Research on the station-to-station level can be considered an extension of that on the station level. The mentioned explanatory variables were calculated for both the origin and destination. Moreover, the station-to-station level ridership is affected by traffic impedance factors, including transfer times, detours, and route distance [3236].

Most TOD development guides and related studies described the TOD as an area with a multicircle spatial structure (shown in Figure 1) and emphasized the development of differences according to the different circles of TOD. Several studies have divided the station catchment into multiple buffer bands and modelled the impact of the built environment on passenger flows within each buffer band. Gutiérrez et al. [37] developed distance-decay weighted regression using the mobility survey to forecast the Madrid metro ridership. They found that the effect of built environment factors on ridership changed with different buffers. Similar experiments conducted by Manout et al. [38] in Lyon also yielded the same conclusion. The built environment factors in the buffer zones of 0–300 m, 300–600 m, and 600–900 m were counted by Jun et al. [15], and the geographically weighted regression models were calibrated to explore the impact of land use characteristics in these buffer zones on ridership at the station level. The results showed that only the population and land use mix significantly affect the ridership in the 0–300 m and 300–600 m buffers. Pan et al. [21] conducted a questionnaire survey of 33 sites and 11 neighborhood units in Beijing and collected 300 responses to analyze the influence of shopping facilities within seven circles on the willingness of residents to shop around the nearest metro station. The results from the model revealed that the influence of different shopping facilities on residents’ shopping trip willingness varies with different circles in three aspects: significance, sign, and value.

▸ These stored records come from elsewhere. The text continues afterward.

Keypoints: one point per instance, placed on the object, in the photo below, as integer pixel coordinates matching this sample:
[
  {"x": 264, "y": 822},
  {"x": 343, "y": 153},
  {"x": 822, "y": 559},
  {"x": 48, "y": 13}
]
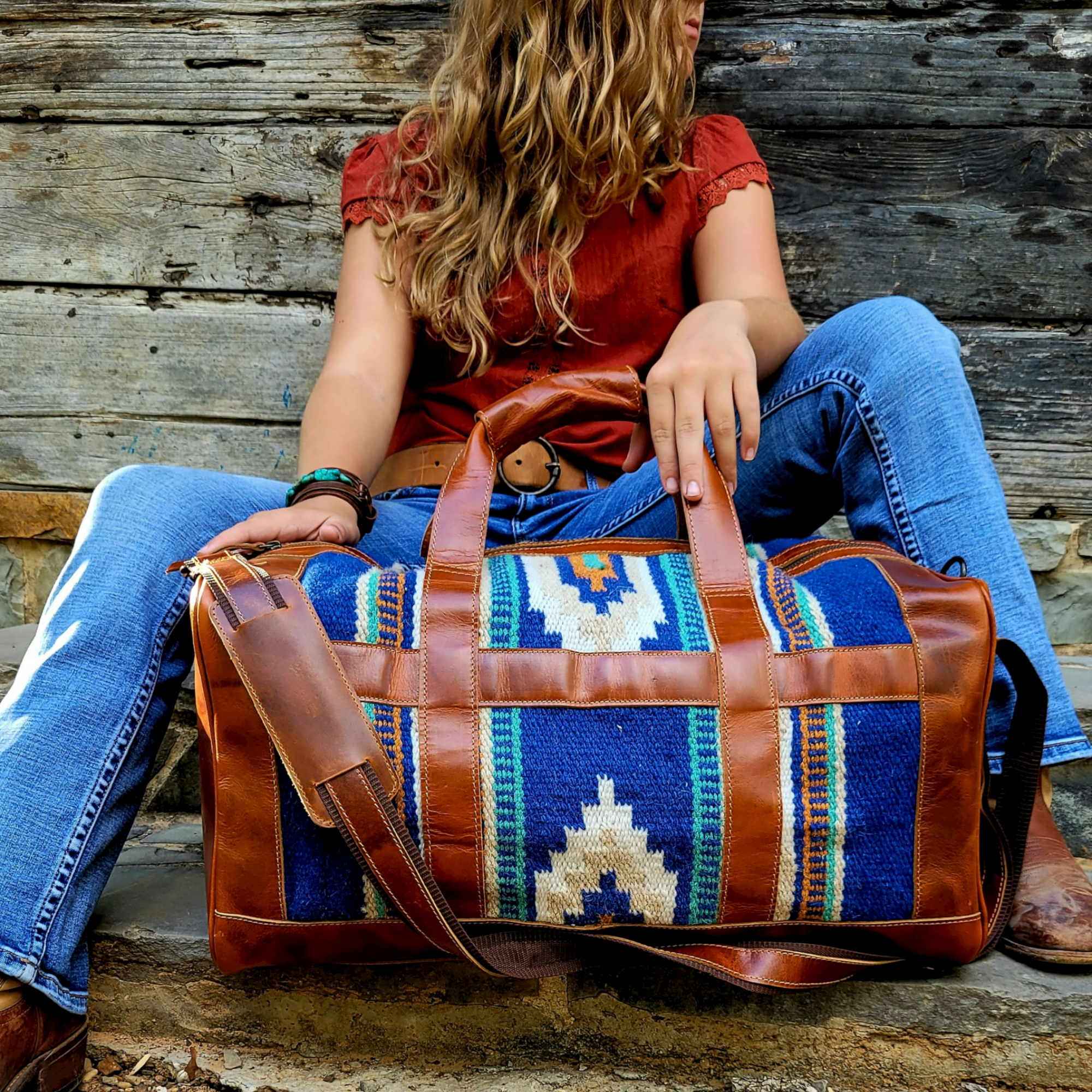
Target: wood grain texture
[
  {"x": 992, "y": 224},
  {"x": 205, "y": 358},
  {"x": 826, "y": 66},
  {"x": 82, "y": 394}
]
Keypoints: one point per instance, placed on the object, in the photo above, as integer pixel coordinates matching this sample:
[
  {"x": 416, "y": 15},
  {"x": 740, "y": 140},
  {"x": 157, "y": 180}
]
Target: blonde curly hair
[{"x": 542, "y": 115}]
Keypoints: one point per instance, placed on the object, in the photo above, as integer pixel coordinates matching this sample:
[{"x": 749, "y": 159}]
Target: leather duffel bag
[{"x": 763, "y": 763}]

Regarding the models that examine the relationship with ridership, the direct ridership models (DRMs) are popular owing to the minimal data requirement and easy application. Initially, the relationship between the built environment and metro ridership was assumed to be linear or log-linear [15, 37, 39]. With the development of data mining methods, the traditional linear model has gradually been supplemented by machine learning models. These models have better predictive and explanatory capabilities. For example, tree-based models have been developed in related studies because they are more adept at dealing with nonlinear relationships [28, 34, 40, 41]. However, successful machine learning models require extensive expertise in capturing highly accurate features whenever possible. For metro ridership, it is difficult to achieve high-quality feature engineering manually. Thus, deep learning models are widely used in transportation because of their excellent performance in feature extraction. For example, recurrent neural network (RNN) models, which are suitable for modelling dynamic temporal dependency occurring in time series, were widely used to predict ridership in isolated metro stations or lines [42, 43]. As convolutional kernels of different sizes can extract spatial dependencies of features by automatically learning from the data, convolutional neural networks are often used for ridership prediction at large spatial scales [44].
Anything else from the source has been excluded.